Fix Rename of AD Group Entitlement
R
Rick van den Dijssel
Merged in a post:
Assign AD groups to GUID instead of Name
René Jonkers
In provisioning we connect in the businessrules some AD groups. This assignment is based on the AD Group Name. But, when the name of an AD group changed the rule cannot find the AD group anymore. Instead of connecting to the AD Group Name it would be nice - just like Service Automation - to read the GUID instead of the name so if the name of an AD group changed the rule keeps working.
René Jonkers
Rick van den Dijssel This is exactly what I mean. What is the reason that when using the GUID of de AD-group the name of that group not changed on the Provisioning side if GUID is used? The GUID is of course the Unique Identifier so if the group is renamed on the AD-side why is this not automatically renamed on the Provisioning side? I like to see that this would be possible. Please let me know what the possibilities are.
R
Rick van den Dijssel
René Jonkers: I'll merge this feedback item with Fix Rename of "AD Group Entitlement" based on your extra information
R
Rick van den Dijssel
René Jonkers: The group name is also stored in the bussiness rule and entitlement. Otherwise we need to get live information everytime you open a business rule, the entitlement overview, action screen.
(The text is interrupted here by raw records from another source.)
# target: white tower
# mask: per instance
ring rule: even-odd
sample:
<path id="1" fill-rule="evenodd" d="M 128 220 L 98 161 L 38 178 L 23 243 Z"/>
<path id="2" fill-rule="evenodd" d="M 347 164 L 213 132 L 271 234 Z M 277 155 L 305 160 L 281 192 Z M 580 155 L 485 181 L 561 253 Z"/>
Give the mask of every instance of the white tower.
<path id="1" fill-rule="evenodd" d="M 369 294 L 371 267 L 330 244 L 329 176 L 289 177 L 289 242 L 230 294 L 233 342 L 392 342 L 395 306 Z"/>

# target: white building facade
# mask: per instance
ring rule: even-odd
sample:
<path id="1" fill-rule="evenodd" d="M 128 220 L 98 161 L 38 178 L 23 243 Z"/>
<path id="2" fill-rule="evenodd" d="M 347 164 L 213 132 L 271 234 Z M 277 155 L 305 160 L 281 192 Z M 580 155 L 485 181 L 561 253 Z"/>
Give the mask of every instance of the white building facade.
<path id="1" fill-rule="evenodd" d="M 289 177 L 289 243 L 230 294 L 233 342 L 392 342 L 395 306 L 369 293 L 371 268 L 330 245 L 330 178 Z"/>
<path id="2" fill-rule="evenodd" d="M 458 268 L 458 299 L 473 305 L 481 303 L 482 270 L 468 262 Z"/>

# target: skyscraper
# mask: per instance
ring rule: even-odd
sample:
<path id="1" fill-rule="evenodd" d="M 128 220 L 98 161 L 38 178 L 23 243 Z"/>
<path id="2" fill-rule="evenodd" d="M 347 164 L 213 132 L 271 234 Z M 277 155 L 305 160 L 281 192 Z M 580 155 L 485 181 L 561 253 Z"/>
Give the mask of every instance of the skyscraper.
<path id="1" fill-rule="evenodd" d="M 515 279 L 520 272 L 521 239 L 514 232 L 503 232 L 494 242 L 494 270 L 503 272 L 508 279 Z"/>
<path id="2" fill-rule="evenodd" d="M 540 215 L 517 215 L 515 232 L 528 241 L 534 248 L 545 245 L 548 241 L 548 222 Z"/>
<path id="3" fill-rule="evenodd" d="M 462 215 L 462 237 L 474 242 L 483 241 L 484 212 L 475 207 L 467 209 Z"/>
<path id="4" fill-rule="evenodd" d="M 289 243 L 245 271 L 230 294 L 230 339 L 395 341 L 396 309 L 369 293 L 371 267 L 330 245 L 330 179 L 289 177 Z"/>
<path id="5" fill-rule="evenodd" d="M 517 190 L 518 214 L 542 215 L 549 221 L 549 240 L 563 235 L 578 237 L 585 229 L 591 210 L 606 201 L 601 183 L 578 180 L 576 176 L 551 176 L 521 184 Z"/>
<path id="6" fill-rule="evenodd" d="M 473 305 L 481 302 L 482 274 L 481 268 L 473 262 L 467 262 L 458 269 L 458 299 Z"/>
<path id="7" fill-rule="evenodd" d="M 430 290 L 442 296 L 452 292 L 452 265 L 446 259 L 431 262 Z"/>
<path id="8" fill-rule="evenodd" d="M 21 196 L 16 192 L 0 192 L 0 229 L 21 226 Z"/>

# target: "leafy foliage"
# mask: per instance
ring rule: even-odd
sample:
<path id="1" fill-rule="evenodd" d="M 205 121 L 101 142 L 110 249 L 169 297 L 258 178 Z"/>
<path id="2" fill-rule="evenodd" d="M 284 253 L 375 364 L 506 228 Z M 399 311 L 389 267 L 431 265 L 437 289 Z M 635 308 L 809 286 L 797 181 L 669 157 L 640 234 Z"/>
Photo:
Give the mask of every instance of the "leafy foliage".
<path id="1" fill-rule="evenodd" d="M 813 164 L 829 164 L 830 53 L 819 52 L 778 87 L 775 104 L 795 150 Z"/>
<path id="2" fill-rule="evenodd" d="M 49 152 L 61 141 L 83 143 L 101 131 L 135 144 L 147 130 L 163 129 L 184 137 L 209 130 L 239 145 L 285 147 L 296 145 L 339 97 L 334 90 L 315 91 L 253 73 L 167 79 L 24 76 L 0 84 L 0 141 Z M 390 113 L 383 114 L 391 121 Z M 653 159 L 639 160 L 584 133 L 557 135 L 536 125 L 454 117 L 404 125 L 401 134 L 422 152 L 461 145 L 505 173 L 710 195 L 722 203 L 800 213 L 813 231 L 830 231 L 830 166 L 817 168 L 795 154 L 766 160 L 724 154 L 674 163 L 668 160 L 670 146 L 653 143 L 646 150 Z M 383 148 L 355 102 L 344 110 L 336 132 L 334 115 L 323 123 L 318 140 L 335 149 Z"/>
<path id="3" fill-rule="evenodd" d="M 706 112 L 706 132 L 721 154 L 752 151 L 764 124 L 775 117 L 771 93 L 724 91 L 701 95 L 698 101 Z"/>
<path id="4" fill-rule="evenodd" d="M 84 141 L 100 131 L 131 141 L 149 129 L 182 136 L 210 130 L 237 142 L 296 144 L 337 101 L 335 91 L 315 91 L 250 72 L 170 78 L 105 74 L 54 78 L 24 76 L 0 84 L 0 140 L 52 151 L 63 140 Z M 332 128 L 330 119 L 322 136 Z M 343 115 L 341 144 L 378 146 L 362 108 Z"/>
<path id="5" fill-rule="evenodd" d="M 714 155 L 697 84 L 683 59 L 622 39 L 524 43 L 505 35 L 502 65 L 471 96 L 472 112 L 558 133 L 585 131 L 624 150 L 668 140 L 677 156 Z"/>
This is really slow and results in a bad user experience. Currently we don't have a solution other than adding the renamed permission to the business rules again after removing the current selected one. This will result in a new group name from all newly granted entitlements but already granted entitlements will have the old name.
R
Rick van den Dijssel
René Jonkers Could you explain this with a bit more details? This because the built-in on-premises AD target system is using de GUID of a group instead the name of the group. The only thing which isn't automatically updated is the group name assigned in the rule. You need to reapply the group in the rule and then the name is changed. Besides this the old name is shown on the already granted entitlements but when revoked the correct group is unassigned from the user.